CAMBRIDGE, Mass. — When Ange-Therese Akono arrived in the U.S. two years ago, the Cameroon-born student felt overwhelmed. She knew few people and was entering an intense civil engineering master’s program at the Massachusetts Institute of Technology. A fellow student suggested she visit Pentecostal Tabernacle, a nearby Cambridge church said to be welcoming to students like her.

“I walked in and I could feel the glory of God,” says Akono, now 23. “There were a lot of students from all over the world there … singing and praising. I’ve been coming ever since.”

For Pentecostal Tabernacle, a small historically Black church sitting in between MIT and Harvard, attracting students like Akono has rejuvenated its once struggling congregation. Just 15 years ago, membership fell to just three dozen. But now it claims more than 350 members thanks to an aggressive recruitment of immigrants and international students captivated by senior pastor Brian Greene’s sermons on social justice, immigrant rights and “restoring broken lives.”

“It’s a place where we can all be as one, no matter where we come from,” says Offiong Bassey, 25, the daughter of Nigerian immigrants. “We let our guards down and got through what we need to go through.”

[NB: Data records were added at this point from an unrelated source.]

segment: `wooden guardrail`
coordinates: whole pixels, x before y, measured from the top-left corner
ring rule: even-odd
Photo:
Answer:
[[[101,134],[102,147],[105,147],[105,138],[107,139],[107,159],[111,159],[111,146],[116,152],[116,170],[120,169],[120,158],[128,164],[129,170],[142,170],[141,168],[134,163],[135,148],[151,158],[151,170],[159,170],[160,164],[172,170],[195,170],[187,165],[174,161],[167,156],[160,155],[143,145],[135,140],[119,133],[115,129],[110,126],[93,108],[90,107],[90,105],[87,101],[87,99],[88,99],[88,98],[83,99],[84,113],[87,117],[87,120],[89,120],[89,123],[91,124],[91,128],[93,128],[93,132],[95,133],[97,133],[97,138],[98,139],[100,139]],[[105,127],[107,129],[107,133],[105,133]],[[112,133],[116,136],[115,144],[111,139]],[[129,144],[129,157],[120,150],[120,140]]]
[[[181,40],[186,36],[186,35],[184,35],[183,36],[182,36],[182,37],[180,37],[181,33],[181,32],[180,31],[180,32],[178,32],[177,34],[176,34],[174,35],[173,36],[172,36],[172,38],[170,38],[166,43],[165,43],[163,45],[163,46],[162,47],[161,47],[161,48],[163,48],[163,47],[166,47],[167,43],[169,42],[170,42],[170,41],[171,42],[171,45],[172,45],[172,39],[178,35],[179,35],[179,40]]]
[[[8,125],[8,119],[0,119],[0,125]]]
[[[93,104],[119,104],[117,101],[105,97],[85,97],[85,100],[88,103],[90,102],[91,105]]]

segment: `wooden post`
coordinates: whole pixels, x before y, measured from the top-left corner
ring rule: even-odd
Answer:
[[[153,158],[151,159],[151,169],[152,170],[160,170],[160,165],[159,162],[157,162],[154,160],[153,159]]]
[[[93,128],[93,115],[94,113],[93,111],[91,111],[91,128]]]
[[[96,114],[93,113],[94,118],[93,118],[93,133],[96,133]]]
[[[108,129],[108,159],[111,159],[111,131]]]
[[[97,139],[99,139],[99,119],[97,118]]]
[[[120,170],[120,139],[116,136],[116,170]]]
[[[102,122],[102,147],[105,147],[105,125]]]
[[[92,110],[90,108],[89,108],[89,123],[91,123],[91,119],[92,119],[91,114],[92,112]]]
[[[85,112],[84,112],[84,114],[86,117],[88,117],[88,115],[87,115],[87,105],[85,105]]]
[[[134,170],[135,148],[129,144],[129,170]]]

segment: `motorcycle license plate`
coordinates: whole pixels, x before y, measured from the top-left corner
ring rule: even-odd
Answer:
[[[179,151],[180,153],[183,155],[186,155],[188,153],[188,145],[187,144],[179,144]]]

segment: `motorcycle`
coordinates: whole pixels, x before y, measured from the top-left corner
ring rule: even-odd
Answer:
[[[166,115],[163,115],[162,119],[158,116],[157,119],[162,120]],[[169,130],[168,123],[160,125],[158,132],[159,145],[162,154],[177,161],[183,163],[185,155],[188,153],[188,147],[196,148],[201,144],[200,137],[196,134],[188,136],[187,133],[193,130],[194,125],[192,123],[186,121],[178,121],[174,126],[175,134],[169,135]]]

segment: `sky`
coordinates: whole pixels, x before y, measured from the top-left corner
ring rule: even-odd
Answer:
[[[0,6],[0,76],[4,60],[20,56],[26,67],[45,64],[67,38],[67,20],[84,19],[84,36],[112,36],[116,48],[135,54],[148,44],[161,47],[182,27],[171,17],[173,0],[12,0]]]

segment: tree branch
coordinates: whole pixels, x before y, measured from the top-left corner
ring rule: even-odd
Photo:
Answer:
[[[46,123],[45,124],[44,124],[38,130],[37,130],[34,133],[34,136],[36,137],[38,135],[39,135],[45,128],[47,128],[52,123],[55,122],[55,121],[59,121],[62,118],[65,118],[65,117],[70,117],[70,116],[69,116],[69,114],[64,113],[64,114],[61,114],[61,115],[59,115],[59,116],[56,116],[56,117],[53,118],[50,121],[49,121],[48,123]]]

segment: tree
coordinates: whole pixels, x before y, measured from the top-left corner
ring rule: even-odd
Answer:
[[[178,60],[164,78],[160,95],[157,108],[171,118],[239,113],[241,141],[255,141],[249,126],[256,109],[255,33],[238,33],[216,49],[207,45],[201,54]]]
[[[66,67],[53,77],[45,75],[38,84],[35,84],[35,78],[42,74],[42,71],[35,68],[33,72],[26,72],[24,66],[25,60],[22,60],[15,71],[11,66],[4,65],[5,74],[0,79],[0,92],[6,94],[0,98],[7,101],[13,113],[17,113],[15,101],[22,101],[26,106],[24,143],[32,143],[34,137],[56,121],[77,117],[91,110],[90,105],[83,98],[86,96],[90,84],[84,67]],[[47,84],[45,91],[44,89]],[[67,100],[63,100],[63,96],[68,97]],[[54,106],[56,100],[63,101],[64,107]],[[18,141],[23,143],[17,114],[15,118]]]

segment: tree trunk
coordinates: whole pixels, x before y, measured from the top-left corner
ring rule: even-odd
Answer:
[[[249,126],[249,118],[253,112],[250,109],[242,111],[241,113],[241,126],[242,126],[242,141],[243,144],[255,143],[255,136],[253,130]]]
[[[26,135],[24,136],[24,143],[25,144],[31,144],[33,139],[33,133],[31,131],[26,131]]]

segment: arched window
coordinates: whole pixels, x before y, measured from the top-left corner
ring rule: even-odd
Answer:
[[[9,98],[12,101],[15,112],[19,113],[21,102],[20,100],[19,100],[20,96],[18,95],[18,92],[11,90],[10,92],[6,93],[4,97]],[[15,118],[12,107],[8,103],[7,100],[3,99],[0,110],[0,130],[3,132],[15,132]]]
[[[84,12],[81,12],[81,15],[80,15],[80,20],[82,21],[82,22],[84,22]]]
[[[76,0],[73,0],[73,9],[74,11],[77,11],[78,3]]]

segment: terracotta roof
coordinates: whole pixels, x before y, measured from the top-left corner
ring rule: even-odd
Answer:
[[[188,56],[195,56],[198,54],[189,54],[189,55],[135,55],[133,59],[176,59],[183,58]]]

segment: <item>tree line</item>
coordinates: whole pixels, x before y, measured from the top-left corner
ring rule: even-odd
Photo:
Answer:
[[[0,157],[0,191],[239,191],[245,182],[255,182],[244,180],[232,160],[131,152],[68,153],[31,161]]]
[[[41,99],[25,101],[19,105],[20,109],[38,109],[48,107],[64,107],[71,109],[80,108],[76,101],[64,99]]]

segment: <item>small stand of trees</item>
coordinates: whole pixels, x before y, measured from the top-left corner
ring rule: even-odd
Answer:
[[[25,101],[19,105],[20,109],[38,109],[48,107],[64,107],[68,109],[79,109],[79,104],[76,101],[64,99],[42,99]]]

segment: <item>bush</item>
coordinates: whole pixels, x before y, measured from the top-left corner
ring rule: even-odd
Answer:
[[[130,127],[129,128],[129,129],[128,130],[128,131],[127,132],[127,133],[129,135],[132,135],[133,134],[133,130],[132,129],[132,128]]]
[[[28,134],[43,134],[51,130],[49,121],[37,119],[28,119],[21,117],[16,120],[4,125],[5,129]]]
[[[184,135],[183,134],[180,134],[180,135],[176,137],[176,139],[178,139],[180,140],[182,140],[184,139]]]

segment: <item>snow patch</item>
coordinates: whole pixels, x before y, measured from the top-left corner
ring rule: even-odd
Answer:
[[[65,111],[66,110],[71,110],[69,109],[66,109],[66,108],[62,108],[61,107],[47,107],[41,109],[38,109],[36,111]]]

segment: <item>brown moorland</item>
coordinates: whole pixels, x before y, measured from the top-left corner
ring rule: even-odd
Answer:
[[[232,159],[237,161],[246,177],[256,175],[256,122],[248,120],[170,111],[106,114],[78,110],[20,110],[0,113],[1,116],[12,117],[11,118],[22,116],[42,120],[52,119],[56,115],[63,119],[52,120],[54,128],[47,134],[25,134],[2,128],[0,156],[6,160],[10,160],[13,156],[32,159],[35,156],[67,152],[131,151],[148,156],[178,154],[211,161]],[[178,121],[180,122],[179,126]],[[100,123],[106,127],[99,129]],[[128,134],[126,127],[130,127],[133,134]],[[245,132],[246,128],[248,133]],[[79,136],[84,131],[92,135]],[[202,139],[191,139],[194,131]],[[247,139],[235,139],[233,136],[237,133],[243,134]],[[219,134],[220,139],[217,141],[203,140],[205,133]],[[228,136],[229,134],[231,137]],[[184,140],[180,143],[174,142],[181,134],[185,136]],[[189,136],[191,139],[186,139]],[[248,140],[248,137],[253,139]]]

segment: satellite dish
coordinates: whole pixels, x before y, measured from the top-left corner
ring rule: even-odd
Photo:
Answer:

The change happened, Greene says, when God directed this Pentecostal church created in 1927 by Barbadian immigrants to take on a new mission after years of decline: start servicing the sojourner.

About 10 years ago, members began intense weekly prayer sessions asking God to bring in new members, or “partners,” as Greene calls them. “When the pews were empty, we would pray to the east and ask God to send people in from that direction,” remembers Greene, a long-time member who was born a few houses from the church. “But we were thinking East Cambridge … not Eastern Europe. We had no idea what God had in store for us.”

Today, a balcony once used only for storage is filled to capacity every Sunday. Energetic services are shown on closed-circuit TV in the church’s function hall for those squeezed out of the main church.